Knowing which messages were resonating best in certain pockets of the Lone Star State, the Cruz camp got even more specific in its messaging than Club for Growth, targeting ads with issue-based messages at particular geographic areas. According to Harris, TSA-related ads ran online in Houston, while ads featuring a fiscal spending message were aimed at another part of the state.
Palin, Beck, and the TSA Drove Digital Messaging
Cruz argued that his primary opponent David Dewhurst should have backed a Texas law that would have made pat-downs by TSA agents illegal. Another key issue in the race involved Cruz’s legal work in a patent dispute between a Chinese firm and an American.
The campaign also aggressively targeted voters over age 75. On Facebook, Harris said he used the site’s ability to target ads to those 65 and over.

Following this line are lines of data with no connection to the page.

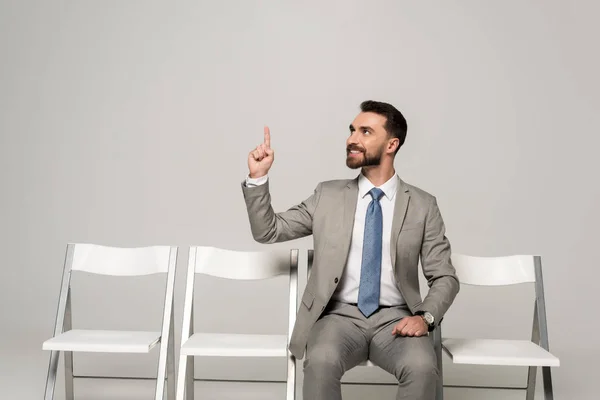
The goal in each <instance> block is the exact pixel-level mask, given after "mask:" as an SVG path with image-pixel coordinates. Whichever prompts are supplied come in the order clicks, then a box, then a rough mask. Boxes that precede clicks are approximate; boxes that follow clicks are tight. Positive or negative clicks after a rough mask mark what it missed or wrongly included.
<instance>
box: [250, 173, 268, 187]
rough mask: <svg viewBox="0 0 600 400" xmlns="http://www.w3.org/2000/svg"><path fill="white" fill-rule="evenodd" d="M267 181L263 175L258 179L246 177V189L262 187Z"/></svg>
mask: <svg viewBox="0 0 600 400" xmlns="http://www.w3.org/2000/svg"><path fill="white" fill-rule="evenodd" d="M268 179H269V176H268V175H264V176H261V177H260V178H256V179H253V178H250V175H247V176H246V187H254V186H260V185H263V184H265V183H266V182H267V180H268Z"/></svg>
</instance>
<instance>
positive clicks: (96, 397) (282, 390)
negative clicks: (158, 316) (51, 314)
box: [0, 337, 593, 400]
mask: <svg viewBox="0 0 600 400" xmlns="http://www.w3.org/2000/svg"><path fill="white" fill-rule="evenodd" d="M11 339H12V340H8V341H6V340H3V341H2V344H3V346H2V348H1V350H2V357H1V359H0V379H1V380H0V387H1V389H2V396H1V398H5V399H9V398H10V399H18V400H29V399H32V400H33V399H42V398H43V393H44V383H45V379H46V371H47V366H48V353H46V352H43V351H41V350H39V344H40V343H41V340H40V339H41V338H33V337H32V338H23V337H21V338H20V340H17V339H16V338H11ZM38 340H40V342H39V343H37V344H38V346H33V344H34V342H36V341H38ZM35 347H38V348H37V349H36V348H35ZM113 360H114V359H113ZM117 360H118V361H117V363H116V365H115V366H114V367H113V368H112V369H110V372H114V373H119V372H127V370H131V368H132V367H131V365H127V364H126V363H124V362H123V361H121V360H119V359H117ZM100 361H101V363H102V364H105V365H110V364H108V363H107V362H108V360H106V359H100ZM153 361H154V360H153V359H152V360H149V361H148V362H147V363H146V366H147V367H148V368H146V370H147V371H150V370H152V369H153V366H152V365H151V364H152V363H153ZM445 361H446V362H448V361H449V360H445ZM446 362H445V364H446ZM77 365H78V364H77V359H76V368H77ZM254 365H259V366H258V367H256V368H255V369H258V368H260V369H262V370H266V371H268V370H269V369H270V368H271V369H273V368H277V370H275V369H273V371H276V372H279V371H280V370H281V368H279V367H278V366H277V365H272V364H268V363H265V362H263V364H258V363H257V364H255V361H251V360H243V362H242V363H239V362H238V363H236V366H238V367H239V368H241V369H248V367H252V366H254ZM298 365H299V366H301V363H299V364H298ZM61 366H62V362H61ZM79 366H80V369H81V370H90V365H86V364H85V362H83V361H82V362H80V363H79ZM449 367H450V366H449ZM227 368H228V366H227V365H226V364H221V365H220V366H218V368H212V366H211V367H210V368H209V367H208V366H207V367H206V368H205V367H204V366H203V365H202V364H200V365H199V366H198V364H197V369H196V373H197V375H199V374H204V373H208V372H211V373H213V374H217V375H218V374H226V372H227V371H228V369H227ZM229 368H231V364H230V365H229ZM105 371H106V369H105ZM507 371H508V372H511V371H512V372H520V371H513V370H504V372H505V376H504V380H513V381H514V379H513V378H514V374H512V372H511V373H508V374H507V373H506V372H507ZM446 372H447V375H446V377H447V380H448V381H449V382H453V383H456V382H457V381H460V377H470V378H475V379H477V380H478V382H481V381H482V379H483V378H484V376H488V375H490V376H491V375H496V377H497V374H496V373H495V372H493V371H491V370H483V371H481V370H478V371H474V372H469V373H465V372H464V371H461V370H456V369H454V368H447V371H446ZM478 372H479V375H478ZM511 374H512V375H511ZM62 377H63V375H62V373H60V374H59V381H58V383H57V387H56V396H55V399H57V400H59V399H61V400H62V399H64V384H63V383H62V381H61V380H60V379H61V378H62ZM298 379H299V382H298V394H299V395H298V397H297V398H298V400H301V398H302V397H301V394H300V393H301V390H300V388H301V385H302V373H301V371H299V373H298ZM345 379H346V380H349V381H354V382H356V381H361V380H362V381H379V382H382V381H384V382H391V380H390V379H389V377H388V376H387V375H386V374H385V373H382V371H380V370H377V369H376V368H358V369H354V370H352V371H350V372H348V373H347V375H346V377H345ZM538 387H539V385H538ZM153 390H154V383H153V382H152V381H148V380H145V381H144V380H142V381H138V380H112V379H102V380H98V379H77V380H76V381H75V396H76V399H77V400H100V399H104V400H112V399H126V400H137V399H140V400H141V399H151V398H153ZM284 390H285V387H284V384H283V383H231V382H227V383H225V382H204V381H199V382H197V383H196V396H195V398H196V399H203V400H209V399H222V400H226V399H236V400H243V399H247V400H254V399H261V400H270V399H283V398H284V396H285V392H284ZM555 390H556V389H555ZM395 393H396V389H395V387H394V386H393V385H357V384H345V385H343V395H344V399H345V400H359V399H361V400H362V399H365V398H377V399H390V400H391V399H394V398H395ZM444 393H445V399H446V400H458V399H461V400H471V399H472V400H474V399H488V400H495V399H507V400H511V399H524V398H525V392H524V391H515V390H504V391H500V390H488V389H464V388H460V389H459V388H445V391H444ZM538 398H542V397H541V396H540V397H538ZM556 398H557V399H560V398H564V399H567V398H568V399H571V398H573V399H575V398H577V399H584V398H590V399H592V398H593V397H581V396H576V397H571V396H556Z"/></svg>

The Cruz camp also targeted Sarah Palin fans on Facebook. Palin gave Cruz a boost when she endorsed him in May. “We went up with a Twitter ad around people talking about her…a fundraising tweet targeted to searches on Palin and that ad raised money…that sort of advertising is very under-utilized in politics,” said Harris.
In addition to galvanizing support and persuading voters that Cruz was the right pick, the come-from-behind campaign focused on digital ads to drive donations, too. But in some cases it was an integrated approach to traditional and digital media that did the trick, said Harris. Because the campaign’s digital team was well-integrated with the rest of the campaign staff, Harris was aware of Cruz’s upcoming media appearances. So, if Cruz was scheduled to be on Glenn Beck’s radio show, the digital team created a splash page on the Cruz website welcoming his fans.
“We raised millions of dollars online,” said Harris, calling the splash page shout-out to offline fans “a missed opportunity for most political campaigns.”
In the last two days of the runoff campaign, 140 percent more Club for Growth ads ran compared to the rest of the campaign, said Amanda Bloom, senior account manager at Target Interactive. “That gives you an idea of how much the conservative audience in Texas was completely blanketed with ads” during the last two days, she continued.
The organization also attracted a lot of mobile searches in the last couple days including on voting day when people were looking up last-minute information, and tablet access was big. According to Bloom, the highest percentage of mobile viewers to Club for Growth’s Cruz page came from iPad users.